At Kaiser's San Rafael Medical Center, when N95 masks are given out, nurses are instructed to store them in brown paper bags between reuses, Colleen Gibbons, a surgical nurse there, told the Marin Independent Journal. Such respirators because they better control the flow of air have been deemed more effective than surgical masks in protecting workers from the virus.
“They’re basically taking away the N95 masks and telling us we can use a simple mask,” Gibbons told the publication. A group of Kaiser nurses protested outside the hospital Thursday afternoon.
MarinHealth Medical Center in Greenbrae is following a similar procedure, Lynn Warner, a critical care nurse there told the newspaper.
Administrators at both facilities told the Independent Journal they are following Centers for Disease Control guidelines for what to do in a shortage of N95 respirators.
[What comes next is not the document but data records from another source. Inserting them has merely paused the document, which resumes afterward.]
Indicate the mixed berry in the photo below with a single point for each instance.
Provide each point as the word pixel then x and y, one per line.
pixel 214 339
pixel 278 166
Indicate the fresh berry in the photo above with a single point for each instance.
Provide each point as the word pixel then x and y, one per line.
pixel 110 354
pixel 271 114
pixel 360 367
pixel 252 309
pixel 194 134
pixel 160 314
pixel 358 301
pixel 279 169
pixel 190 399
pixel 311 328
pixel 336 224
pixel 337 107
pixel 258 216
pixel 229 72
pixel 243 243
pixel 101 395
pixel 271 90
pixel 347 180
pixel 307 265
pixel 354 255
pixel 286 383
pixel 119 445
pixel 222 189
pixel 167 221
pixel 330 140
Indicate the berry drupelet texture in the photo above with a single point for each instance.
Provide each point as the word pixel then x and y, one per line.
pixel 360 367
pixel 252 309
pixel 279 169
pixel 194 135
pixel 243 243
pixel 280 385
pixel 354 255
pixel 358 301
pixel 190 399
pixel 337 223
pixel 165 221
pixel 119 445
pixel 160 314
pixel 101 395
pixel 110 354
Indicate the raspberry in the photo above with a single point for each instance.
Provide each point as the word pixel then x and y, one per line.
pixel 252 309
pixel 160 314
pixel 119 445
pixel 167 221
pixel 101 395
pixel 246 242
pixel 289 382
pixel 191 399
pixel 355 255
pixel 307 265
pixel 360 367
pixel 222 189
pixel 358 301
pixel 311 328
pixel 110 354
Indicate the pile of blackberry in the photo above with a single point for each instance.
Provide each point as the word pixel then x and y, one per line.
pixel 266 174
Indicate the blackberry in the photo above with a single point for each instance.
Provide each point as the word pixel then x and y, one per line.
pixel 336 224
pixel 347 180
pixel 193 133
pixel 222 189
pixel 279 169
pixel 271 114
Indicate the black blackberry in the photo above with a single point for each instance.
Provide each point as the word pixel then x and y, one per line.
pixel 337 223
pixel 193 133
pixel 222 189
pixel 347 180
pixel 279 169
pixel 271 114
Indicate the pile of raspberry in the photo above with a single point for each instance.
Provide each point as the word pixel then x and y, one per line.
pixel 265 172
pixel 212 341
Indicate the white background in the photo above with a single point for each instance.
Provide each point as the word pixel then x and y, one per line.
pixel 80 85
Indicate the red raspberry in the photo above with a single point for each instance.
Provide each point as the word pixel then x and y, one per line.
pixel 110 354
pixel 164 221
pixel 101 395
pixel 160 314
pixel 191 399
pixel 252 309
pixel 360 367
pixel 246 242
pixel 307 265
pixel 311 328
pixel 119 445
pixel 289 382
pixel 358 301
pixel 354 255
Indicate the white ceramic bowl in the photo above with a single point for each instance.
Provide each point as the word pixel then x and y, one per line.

Previous guidelines dictated that health care workers don N95 respirators around patients who tested positive for the COVID-19 virus, and the patients were put in negative-pressure isolation rooms, but now the CDC is recommending N95 masks and such isolation only when those patients are undergoing procedures for the deadly pneumonia symptoms that can put the virus into the air.
"Everyone is on Plan B," Marin County Public Health Officer Matt Willis told the Independent Journal.
That’s how bad the global shortage of respirator masks appears to have become locally amid the viral pandemic sweeping the world, straining the supply of health care equipment relied on by nurses and physicians to safeguard themselves, patients and others from a deadly disease.
In Sonoma County, the shortage of safety equipment has prompted an outcry from nurses who are demanding better protective measures, including greater access to a tightening supply of respirator masks, and more information at the local hospitals where they serve as primary staff in the pandemic response.
Without proper gear, the nurses fear for their ability to protect themselves, their colleagues, patients, neighbors and loved ones at home.
“Nurses have become extremely frustrated and angry because there isn’t clear communication. There isn’t clear transparency,” said Deborah Burger, a nurse at Kaiser who is co-president of National Nurses United and president of the California Nurses Association, which represents nurses at the Sutter and Kaiser Permanente hospitals in Santa Rosa.
Nurses at Sutter Health Santa Rosa Regional Hospital have signed a letter accusing the hospital of failing to protect workers and demanding they follow strict state guidelines that call for them to use respirator masks — not looser-fitting surgical masks, and definitely not bandanas or scarves, which the Centers for Disease Control and Prevention now is suggesting as face masks of last resort.
Those complaints echo criticism from local nurses at Kaiser Permanente and Santa Rosa Memorial Hospital and come as nurses and doctors around the country are pleading for help dealing with a shortage of critical personal protective equipment, including respirator masks and face shields that can help prevent transmission of the coronavirus.